Violência: as lições de Dallas…
A sociedade americana alberga no seu seio vários focos de tensão. Dois deles tornaram-se bem visíveis nos últimos dias: A questão racial e o problema da compra e posse de armas.
Os incidentes de Dallas link são o derradeiro episódio de uma série de 'terror cívico', bastante longa e incompreensível, que obrigam a uma reflexão.
A questão racial nos EUA manteve-se em ‘banho-maria’ desde os grandes movimentos de massas pelos direitos cívicos, ocorridos nos anos 60, onde pontificaram figuras como Malcom X e Martin Luther King.
A Lei dos Direitos Civis, promulgada em 1964 na presidência de Lyndon B. Johnson, um ‘acidental’ sucessor do Presidente John Kennedy que já havia mostrado ter sensibilidade política para estes problemas enfrentando uma cerrada oposição do Congresso, é, acima de tudo, uma natural consequência de uma longa luta de resistência às iniquidades, de carácter predominantemente pacifista.
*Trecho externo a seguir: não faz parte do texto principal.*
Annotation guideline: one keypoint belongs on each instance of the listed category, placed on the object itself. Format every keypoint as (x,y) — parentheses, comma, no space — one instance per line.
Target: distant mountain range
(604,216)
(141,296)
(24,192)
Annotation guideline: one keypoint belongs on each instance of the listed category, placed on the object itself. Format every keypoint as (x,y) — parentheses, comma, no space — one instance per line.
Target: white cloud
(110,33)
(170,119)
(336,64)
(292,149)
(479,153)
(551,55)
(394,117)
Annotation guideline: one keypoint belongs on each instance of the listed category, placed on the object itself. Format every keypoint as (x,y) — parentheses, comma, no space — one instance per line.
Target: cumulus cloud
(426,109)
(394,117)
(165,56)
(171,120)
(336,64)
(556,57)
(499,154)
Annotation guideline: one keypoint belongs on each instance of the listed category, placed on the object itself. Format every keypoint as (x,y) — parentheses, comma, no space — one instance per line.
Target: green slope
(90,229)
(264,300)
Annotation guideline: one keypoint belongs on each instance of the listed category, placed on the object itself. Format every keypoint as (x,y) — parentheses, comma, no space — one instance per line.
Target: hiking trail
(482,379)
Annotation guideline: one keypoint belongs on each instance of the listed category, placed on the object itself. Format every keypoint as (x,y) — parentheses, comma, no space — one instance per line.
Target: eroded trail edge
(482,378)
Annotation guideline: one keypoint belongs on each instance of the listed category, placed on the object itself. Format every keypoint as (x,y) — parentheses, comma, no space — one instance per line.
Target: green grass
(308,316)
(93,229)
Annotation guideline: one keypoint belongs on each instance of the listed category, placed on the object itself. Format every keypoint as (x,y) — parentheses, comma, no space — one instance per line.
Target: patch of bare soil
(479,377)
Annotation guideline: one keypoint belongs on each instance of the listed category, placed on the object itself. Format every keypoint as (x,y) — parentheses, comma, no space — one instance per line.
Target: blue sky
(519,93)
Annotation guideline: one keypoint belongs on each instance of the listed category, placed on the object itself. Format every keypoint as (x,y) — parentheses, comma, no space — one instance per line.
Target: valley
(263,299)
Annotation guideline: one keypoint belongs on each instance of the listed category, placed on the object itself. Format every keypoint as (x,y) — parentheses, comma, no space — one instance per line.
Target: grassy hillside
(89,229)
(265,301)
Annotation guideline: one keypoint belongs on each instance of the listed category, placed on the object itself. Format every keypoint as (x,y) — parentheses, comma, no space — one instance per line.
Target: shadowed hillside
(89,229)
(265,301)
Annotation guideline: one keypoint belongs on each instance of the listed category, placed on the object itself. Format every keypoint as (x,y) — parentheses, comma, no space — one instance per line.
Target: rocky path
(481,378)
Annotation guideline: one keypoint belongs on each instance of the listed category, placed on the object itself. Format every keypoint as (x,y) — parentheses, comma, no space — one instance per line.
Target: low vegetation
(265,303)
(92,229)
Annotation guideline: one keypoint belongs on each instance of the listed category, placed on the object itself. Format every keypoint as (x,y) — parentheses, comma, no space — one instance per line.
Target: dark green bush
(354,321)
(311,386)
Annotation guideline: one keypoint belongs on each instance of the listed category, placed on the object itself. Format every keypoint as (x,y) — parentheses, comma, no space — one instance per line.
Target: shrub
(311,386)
O acto legislativo deu suporte legal ao fim de anacrónicas e abjectas discriminações mas, por si só, não foi capaz de incentivar uma cultura de abertura social, de tolerância cívica e de (com)vivência democrática.
Há alguns anos a esta parte que manifestações do tipo segregacionista reacenderam-se por toda a União traduzindo uma tensão latente que o tempo parece não ter resolvido, muito mais notória nos Estados do Sul. E o epifenómeno manifesta-se a partir de inexplicáveis episódios de violência policial. O número de afro-americanos e hispânicos mortos em resultado de confrontos policiais ou de actividades de rotina das forças de segurança pública nos EUA, durante o último ano (2015), é verdadeiramente impressionante (321 vítimas segundo a Mapping Police Violence link).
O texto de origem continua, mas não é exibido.